Llemma An Open Language Model For Mathematics

[ llm  tool  deep-learning  llama  math  proof  lemma  ]

This is my reading note for Llemma: An Open Language Model For Mathematics. This paper proposes to continue the training of code llama on math dataset to improve its performance on math problem.


We present LLEMMA, a large language model for mathematics. We continue pretraining Code Llama on Proof-Pile-2, a mixture of scientific papers, web data containing mathematics, and mathematical code, yielding LLEMMA. Moreover, LLEMMA is capable of tool use and formal theorem proving without any further finetuning. (p. 1)

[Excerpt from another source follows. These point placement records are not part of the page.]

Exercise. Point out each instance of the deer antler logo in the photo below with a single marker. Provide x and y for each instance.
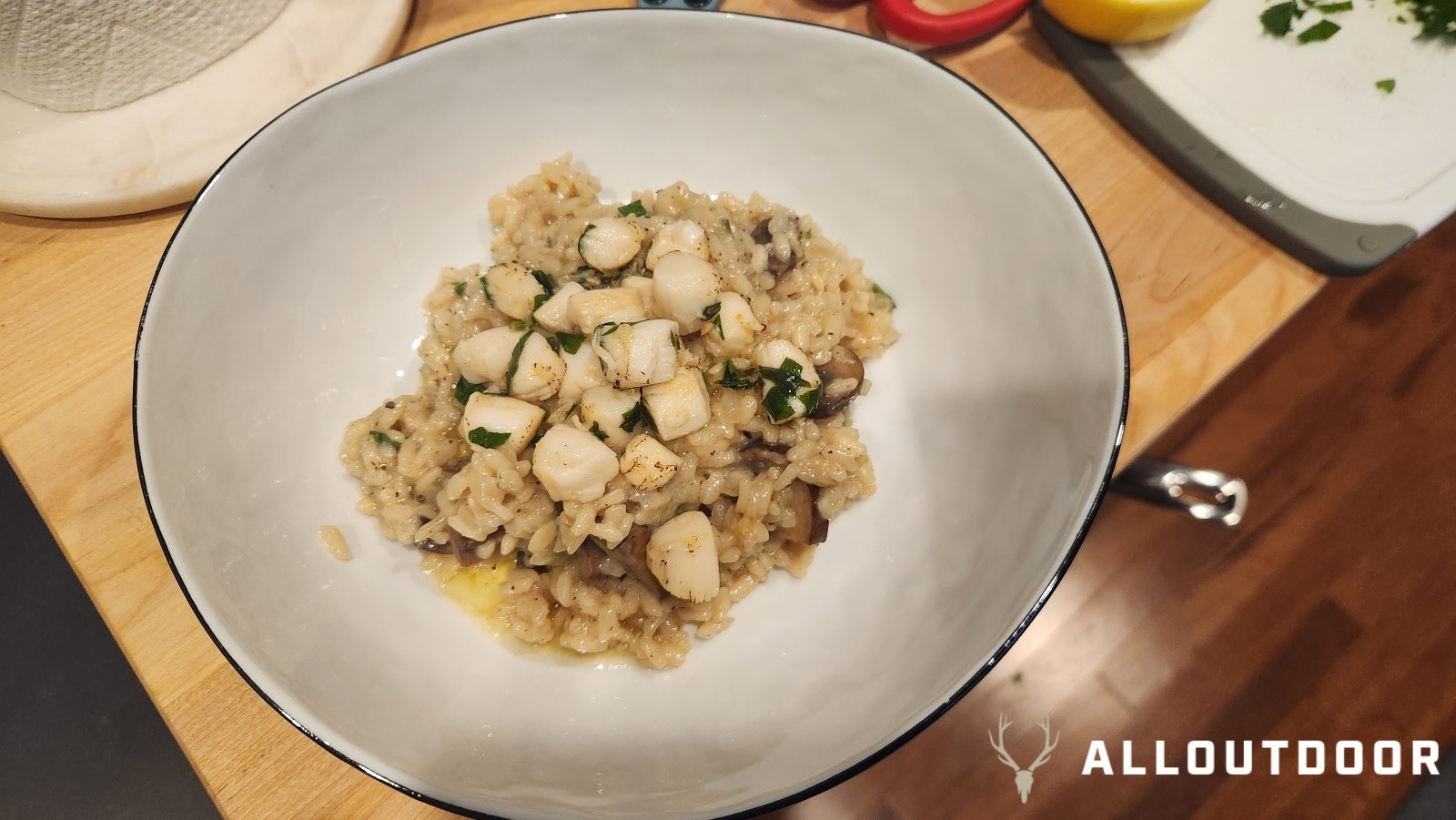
(1024, 775)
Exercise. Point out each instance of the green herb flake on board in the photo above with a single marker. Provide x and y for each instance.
(488, 439)
(739, 380)
(1318, 33)
(1278, 19)
(545, 280)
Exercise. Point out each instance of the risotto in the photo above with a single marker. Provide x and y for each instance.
(632, 419)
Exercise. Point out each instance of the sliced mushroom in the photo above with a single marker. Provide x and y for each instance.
(762, 235)
(596, 562)
(759, 455)
(842, 378)
(808, 524)
(458, 545)
(632, 553)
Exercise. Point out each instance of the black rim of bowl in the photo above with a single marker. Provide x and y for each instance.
(830, 781)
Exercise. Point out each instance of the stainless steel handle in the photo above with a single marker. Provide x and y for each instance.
(1205, 494)
(698, 5)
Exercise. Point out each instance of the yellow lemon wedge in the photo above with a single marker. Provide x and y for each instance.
(1123, 21)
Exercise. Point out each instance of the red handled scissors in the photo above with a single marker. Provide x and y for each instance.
(909, 24)
(916, 28)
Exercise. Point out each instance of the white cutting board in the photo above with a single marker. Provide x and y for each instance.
(1308, 118)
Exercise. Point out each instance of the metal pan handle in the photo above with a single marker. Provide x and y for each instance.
(1205, 494)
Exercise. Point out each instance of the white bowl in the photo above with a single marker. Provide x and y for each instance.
(288, 300)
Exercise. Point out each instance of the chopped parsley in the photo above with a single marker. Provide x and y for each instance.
(778, 404)
(739, 380)
(1321, 31)
(1438, 18)
(632, 417)
(885, 295)
(786, 379)
(570, 342)
(466, 390)
(488, 437)
(632, 208)
(1278, 19)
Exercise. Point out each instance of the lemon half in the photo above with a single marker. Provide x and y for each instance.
(1123, 21)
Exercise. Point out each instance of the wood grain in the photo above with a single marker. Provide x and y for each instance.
(1329, 615)
(1200, 293)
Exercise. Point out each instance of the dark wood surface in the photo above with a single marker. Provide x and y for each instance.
(1329, 615)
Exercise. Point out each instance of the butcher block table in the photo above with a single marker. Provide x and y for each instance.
(1200, 291)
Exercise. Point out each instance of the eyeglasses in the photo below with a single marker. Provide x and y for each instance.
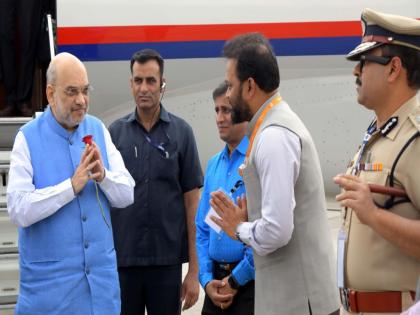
(223, 110)
(382, 60)
(73, 91)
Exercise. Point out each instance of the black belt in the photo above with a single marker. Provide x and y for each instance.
(222, 269)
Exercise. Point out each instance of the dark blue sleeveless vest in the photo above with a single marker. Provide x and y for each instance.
(67, 260)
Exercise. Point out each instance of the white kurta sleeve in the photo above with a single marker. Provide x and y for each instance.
(277, 159)
(25, 204)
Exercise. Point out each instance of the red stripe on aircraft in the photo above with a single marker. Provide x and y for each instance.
(179, 33)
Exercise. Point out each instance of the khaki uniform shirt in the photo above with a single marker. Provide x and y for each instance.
(371, 262)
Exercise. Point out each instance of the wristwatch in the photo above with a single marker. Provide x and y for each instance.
(233, 283)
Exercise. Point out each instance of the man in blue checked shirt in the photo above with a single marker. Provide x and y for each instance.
(226, 266)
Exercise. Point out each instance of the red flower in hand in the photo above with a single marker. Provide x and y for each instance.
(87, 139)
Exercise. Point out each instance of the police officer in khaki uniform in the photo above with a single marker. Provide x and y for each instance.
(379, 243)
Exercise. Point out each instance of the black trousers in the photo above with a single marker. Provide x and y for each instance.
(243, 301)
(155, 288)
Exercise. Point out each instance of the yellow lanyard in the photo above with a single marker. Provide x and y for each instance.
(264, 113)
(273, 103)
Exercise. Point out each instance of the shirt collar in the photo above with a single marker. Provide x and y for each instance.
(241, 148)
(56, 126)
(403, 114)
(253, 122)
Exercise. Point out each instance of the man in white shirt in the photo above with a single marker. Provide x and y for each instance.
(59, 194)
(288, 228)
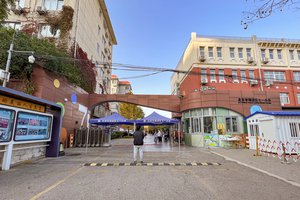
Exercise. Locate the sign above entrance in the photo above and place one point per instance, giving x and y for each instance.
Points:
(21, 104)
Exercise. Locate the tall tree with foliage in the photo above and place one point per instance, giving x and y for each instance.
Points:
(131, 111)
(4, 8)
(264, 8)
(47, 55)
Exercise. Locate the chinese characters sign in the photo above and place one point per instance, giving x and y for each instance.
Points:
(6, 123)
(254, 101)
(32, 127)
(21, 104)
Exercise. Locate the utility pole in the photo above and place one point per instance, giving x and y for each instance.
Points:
(8, 64)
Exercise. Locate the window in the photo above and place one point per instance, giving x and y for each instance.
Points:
(219, 52)
(254, 130)
(212, 74)
(99, 30)
(46, 31)
(203, 74)
(98, 47)
(231, 124)
(263, 53)
(234, 75)
(248, 51)
(274, 76)
(284, 98)
(202, 51)
(296, 76)
(291, 54)
(251, 75)
(13, 25)
(231, 49)
(271, 55)
(221, 75)
(294, 129)
(279, 55)
(240, 51)
(243, 75)
(20, 3)
(210, 52)
(53, 4)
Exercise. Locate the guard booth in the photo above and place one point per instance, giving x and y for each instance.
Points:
(29, 127)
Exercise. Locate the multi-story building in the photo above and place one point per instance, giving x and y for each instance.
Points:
(91, 29)
(118, 87)
(240, 66)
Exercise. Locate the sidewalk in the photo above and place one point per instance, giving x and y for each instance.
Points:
(264, 163)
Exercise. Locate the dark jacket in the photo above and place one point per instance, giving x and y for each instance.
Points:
(138, 138)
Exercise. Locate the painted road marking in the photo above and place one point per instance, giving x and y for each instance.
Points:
(151, 164)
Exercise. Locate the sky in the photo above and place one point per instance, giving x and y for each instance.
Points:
(155, 33)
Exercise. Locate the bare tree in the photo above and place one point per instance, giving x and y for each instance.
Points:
(265, 8)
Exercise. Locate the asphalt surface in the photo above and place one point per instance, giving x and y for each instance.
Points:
(67, 178)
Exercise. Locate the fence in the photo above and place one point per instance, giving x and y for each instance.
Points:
(93, 137)
(287, 150)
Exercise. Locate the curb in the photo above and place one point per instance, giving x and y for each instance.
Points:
(257, 169)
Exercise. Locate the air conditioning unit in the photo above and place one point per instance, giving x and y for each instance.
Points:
(269, 83)
(41, 10)
(204, 81)
(253, 82)
(265, 60)
(17, 9)
(250, 60)
(202, 58)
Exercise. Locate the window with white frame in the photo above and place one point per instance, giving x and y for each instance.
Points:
(243, 75)
(231, 124)
(274, 76)
(263, 53)
(279, 54)
(291, 52)
(20, 3)
(231, 49)
(240, 51)
(203, 74)
(53, 4)
(210, 52)
(13, 25)
(202, 51)
(212, 74)
(296, 76)
(221, 75)
(294, 129)
(219, 52)
(47, 31)
(248, 52)
(251, 75)
(271, 54)
(284, 98)
(234, 75)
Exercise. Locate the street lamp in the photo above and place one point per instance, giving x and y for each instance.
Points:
(5, 75)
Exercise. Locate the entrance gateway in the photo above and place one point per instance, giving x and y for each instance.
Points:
(27, 124)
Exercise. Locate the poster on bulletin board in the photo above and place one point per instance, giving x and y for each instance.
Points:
(32, 126)
(6, 124)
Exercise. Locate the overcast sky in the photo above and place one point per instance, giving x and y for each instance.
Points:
(155, 33)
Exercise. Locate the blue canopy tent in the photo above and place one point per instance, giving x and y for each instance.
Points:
(155, 119)
(114, 119)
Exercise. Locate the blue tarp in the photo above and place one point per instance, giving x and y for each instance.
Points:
(156, 119)
(113, 119)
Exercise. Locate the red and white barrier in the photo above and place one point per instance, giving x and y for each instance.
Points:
(286, 150)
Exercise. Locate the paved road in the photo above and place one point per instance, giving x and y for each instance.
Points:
(67, 178)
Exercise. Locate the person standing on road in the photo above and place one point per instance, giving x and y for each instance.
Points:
(138, 142)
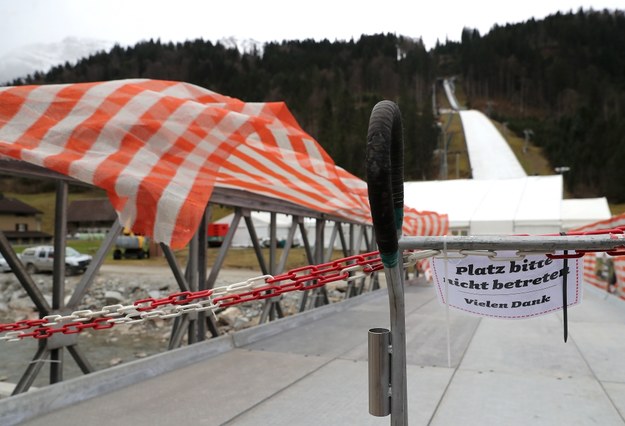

  1. First, solving mathematical problems requires pattern matching against a large body of specialized prior knowledge, thus serving as an ideal setting for domain adaptation.
  2. Second, mathematical reasoning is in itself a central AI task (p. 1)
  3. Third, language models capable of strong mathematical reasoning are upstream of a number of research topics, such as reward modeling (Uesato et al., 2022; Lightman et al., 2023), reinforcement learning for reasoning (Polu et al., 2022; Lample et al., 2022), and algorithmic reasoning (Zhou et al., 2022; Zhang et al., 2023). (p. 1)

We present a recipe for adapting a language model to mathematics through continued pretraining (Lewkowycz et al., 2022; Rozière et al., 2023) on Proof-Pile-2, a diverse mixture of math-related text and code. Applying the recipe to Code Llama (Rozière et al., 2023) yields LLEMMA: 7 billion and 34 billion parameter base language models with substantially improved mathematical capabilities (p. 2)


DATA: Proof-Pile-2


We train the 7B model for 200B tokens, and the 34B model for 50B tokens. (p. 3)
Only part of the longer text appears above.